I already have 14 IP assigned from SP x.x.x.225 to x.x.x.238

My question was about how to create a vpn tunnel that go out through an IP,

in the pool of addresses SP assigned to me, different from the one

set in wan interface

sorry but I'm not able to explain well in English

I hope I have been clearer

thank you

emnoc · ‎03-11-2021

Why is my 1st question? The local wan interface is ideal and serves that purpose.

What you could do if you need to src the vpn to a different address

set a loopback interface and assign it a /32

set the vpn to terminate on that loopback

you will need. src/dst rules to allow IKE/ESP/IKE-NAT etc......

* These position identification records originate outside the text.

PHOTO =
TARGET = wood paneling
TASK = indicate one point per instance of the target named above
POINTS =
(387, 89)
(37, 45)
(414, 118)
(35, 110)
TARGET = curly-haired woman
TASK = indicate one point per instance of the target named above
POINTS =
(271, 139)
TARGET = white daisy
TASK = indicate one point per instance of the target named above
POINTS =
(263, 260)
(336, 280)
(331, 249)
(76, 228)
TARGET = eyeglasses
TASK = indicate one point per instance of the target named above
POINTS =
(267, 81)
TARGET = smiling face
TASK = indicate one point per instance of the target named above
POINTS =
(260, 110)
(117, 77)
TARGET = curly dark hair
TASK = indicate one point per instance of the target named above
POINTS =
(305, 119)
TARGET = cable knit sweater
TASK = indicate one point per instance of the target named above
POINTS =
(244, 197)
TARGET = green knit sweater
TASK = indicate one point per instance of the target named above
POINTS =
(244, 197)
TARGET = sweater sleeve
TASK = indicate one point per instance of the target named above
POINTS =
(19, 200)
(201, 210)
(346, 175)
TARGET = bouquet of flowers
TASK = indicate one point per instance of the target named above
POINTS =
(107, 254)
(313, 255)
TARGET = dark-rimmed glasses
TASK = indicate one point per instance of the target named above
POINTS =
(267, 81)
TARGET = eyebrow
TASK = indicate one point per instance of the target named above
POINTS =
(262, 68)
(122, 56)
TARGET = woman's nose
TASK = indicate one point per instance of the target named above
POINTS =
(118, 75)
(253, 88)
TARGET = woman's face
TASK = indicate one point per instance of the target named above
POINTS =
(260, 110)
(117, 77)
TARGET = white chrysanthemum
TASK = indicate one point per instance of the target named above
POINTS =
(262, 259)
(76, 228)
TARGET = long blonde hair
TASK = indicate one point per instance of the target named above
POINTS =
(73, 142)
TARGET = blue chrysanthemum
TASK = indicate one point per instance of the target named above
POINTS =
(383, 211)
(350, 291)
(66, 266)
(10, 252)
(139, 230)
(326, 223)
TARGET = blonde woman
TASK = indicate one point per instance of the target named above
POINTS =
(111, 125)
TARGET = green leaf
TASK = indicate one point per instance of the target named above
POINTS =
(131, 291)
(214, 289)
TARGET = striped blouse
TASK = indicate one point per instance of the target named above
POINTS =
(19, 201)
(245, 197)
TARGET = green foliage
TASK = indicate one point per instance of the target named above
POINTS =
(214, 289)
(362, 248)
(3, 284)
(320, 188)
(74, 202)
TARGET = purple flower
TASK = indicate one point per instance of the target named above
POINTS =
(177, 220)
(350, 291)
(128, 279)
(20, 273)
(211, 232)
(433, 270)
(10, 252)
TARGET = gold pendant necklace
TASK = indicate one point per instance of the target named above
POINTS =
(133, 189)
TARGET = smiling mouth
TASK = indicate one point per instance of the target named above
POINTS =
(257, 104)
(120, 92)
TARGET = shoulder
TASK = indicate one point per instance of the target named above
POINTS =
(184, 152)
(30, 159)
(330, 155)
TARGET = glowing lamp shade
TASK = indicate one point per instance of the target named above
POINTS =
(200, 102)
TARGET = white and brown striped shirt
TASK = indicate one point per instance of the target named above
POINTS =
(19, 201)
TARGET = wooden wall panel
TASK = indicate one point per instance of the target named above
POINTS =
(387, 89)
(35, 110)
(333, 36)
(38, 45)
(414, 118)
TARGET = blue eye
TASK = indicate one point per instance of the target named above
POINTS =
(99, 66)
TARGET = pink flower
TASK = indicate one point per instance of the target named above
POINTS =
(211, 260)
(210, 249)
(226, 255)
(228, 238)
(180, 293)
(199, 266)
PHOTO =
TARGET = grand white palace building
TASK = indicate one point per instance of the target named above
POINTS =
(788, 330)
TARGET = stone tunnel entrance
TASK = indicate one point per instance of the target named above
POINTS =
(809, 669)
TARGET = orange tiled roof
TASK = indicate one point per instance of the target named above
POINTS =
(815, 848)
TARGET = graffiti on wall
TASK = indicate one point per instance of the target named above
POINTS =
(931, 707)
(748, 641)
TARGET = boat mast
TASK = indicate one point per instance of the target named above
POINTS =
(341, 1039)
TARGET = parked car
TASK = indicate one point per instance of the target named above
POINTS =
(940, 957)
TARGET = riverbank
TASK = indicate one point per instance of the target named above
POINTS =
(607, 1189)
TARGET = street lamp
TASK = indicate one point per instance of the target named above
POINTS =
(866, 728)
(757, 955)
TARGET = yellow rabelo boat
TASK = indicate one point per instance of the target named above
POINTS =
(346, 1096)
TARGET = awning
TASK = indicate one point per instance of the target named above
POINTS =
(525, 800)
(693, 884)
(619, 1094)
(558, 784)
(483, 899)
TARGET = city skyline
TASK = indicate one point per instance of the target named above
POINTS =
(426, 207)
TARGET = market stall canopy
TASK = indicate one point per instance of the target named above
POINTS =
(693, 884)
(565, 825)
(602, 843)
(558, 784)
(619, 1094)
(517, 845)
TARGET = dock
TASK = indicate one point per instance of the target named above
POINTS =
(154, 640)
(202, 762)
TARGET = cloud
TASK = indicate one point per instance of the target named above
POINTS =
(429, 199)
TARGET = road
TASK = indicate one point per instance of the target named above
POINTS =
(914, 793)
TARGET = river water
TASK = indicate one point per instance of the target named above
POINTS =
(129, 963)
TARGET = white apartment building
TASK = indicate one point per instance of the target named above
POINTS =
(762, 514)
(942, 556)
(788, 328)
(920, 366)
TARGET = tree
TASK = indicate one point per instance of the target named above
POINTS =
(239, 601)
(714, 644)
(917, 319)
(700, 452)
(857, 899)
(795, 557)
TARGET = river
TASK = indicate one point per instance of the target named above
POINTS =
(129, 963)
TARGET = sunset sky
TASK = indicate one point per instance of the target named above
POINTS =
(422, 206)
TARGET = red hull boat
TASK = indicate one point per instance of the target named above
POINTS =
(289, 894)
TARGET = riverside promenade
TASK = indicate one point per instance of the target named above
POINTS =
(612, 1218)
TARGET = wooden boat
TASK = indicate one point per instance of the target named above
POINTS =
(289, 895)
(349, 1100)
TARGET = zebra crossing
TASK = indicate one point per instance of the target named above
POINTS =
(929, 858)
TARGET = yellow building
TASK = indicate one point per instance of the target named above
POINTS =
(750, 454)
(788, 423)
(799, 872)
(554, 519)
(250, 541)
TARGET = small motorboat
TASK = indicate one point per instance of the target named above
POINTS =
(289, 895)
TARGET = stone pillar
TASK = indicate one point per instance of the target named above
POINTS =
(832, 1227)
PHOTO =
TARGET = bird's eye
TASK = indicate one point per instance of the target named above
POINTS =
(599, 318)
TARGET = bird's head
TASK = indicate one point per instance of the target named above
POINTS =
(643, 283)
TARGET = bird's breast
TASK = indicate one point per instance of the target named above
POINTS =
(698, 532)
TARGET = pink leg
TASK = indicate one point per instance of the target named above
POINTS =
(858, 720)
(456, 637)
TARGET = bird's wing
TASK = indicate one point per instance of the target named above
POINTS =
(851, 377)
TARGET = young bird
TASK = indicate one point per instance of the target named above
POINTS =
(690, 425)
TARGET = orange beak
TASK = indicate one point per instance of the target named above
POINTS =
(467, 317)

config vpn ipsec phase1-interface

edit "ubun"

set interface "loop-strongswan"

set ike-version 2

set peertype any

set net-device disable

set proposal aes256-sha1

set dhgrp 5

set remote-gw 192.168.1.115

set psksecret ENC wtRFBB3TsiWgHrBsv6vxbd5rLALgU0xpcHZVtawR7fCR5xFI5yexJhn+ZKwikAYt7DGmi2q1Li4X8TCfcEs2/By6TYGsrvr5QXd7NwYdOVNoy4Ow9+bZTsOEEijJYwM2bVQByxVxu5dGGnthLRZPIE1YPFWpHWcwie6QFakVVrObY/IiLGs6PrcEo++oJyxEbovI4w==

config firewall policy

edit 8

set name "vpnstrngswan-in"

set uuid ea93ca2e-8287-51eb-067b-2e67980578f1

set srcintf "internal"

set dstintf "loop-strongswan"

set srcaddr "all"

set dstaddr "all"

set action accept

set schedule "always"

set service "IKE" "ESP"

edit 7

set name "vpnstrngswan-out"

set uuid b4f30d8a-8287-51eb-ddd4-e2f75cacfece

set srcintf "loop-strongswan"

set dstintf "internal"

set srcaddr "all"

set dstaddr "all"

set action accept

set schedule "always"

set service "IKE" "ESP"

But I question why you need a different address to begin with and specially when you have limited addresses to start with ?

Ken

PCNSE

NSE

StrongSwan

garvati · ‎03-11-2021

The IT guys of other site ask to me for a differt IP, I do not know exectly why.

I understand they have, some times, person in our site that use a client vpn that go out from

same public IP of vpn site2site I trying to configure and this leads to problems

I'm trying to understand your solution, not so easy for my skills

however thank a lot ken

Giuseppe

Graeme_NZ · ‎08-29-2021

A couple of options that I can see ...

If you can set a "Secondary IP Address" on your x.x.x.228 WAN interface to be x.x.x.229, then you can select that "Secondary IP" as your "Local Gateway" address.

Alternatively, if you can't set x.x.x.229 as a secondary IP address, then you might be able to "Specify" x.x.x.229 as your local gateway address of your VPN.

I've not tried this myself (yet), so I can't be sure at this point in time that the second option will work ... or there may be additional config steps. Try asking Fortinet support - I've found them to be pretty responsive and helpful over the years that I've been dealing with them.